The obligation is for the employer to notify the Secretary of State (via the Insolvency Service) in writing, usually on form HR1 (and a copy must be provided to the employee representatives). The form asks for various pieces of information, such as the number of proposed redundancies, the date they will take effect and the reason for them. This advance notification is required so that the government can fulfil its statutory obligation to help employees facing redundancy.
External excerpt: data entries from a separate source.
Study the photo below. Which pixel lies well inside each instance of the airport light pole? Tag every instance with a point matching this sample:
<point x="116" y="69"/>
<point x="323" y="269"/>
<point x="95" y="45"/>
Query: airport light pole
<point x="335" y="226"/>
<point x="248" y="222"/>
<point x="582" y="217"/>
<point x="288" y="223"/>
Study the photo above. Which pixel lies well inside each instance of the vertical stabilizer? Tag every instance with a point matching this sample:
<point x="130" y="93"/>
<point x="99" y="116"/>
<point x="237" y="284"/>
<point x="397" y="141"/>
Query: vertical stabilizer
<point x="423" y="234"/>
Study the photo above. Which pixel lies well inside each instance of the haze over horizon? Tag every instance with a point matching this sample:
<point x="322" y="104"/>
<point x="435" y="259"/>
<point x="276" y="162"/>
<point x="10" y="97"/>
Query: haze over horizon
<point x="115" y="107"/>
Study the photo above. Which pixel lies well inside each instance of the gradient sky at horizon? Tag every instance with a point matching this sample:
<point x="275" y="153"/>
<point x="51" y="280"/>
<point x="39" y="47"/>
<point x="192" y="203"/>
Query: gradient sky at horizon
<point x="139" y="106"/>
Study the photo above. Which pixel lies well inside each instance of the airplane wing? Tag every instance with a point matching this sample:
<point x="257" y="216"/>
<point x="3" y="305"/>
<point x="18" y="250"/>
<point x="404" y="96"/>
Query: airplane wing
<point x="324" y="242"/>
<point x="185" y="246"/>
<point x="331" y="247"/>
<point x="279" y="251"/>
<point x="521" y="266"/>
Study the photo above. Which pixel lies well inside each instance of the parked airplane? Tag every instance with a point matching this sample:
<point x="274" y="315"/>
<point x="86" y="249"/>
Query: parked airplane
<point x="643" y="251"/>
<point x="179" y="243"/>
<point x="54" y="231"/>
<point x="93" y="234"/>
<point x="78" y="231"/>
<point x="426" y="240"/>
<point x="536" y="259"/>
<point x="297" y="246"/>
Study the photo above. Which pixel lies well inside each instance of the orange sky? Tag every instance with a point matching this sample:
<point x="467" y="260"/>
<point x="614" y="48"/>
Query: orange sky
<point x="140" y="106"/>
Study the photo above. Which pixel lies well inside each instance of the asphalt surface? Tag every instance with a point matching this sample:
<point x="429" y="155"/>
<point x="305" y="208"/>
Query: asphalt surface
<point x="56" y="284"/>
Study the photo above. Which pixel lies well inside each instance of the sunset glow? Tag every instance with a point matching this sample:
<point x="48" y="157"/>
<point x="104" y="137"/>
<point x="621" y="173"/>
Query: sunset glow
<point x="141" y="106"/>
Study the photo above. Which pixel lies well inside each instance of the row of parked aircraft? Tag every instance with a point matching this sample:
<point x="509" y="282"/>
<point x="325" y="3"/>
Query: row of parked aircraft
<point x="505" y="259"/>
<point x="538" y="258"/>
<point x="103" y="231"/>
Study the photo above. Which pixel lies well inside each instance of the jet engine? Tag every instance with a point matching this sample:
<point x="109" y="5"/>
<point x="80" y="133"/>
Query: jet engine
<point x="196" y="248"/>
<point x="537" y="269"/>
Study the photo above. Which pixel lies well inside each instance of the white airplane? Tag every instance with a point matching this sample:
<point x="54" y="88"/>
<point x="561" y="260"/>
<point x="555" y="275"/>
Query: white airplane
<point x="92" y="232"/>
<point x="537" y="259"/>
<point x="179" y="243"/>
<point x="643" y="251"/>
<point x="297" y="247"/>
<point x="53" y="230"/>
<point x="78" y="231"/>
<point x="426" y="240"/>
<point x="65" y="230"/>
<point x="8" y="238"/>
The information contained on form HR1 is collected and distributed to the appropriate government departments and agencies who offer job brokering services and/or training services. The information about the company itself is commercially confidential and can be used only for the purpose of assisting the employees facing redundancy.
Once a form HR1 is received, the next step is for the local Jobcentre Plus and other local service providers to contact the employer with offers of assistance during the period of notification and consultation.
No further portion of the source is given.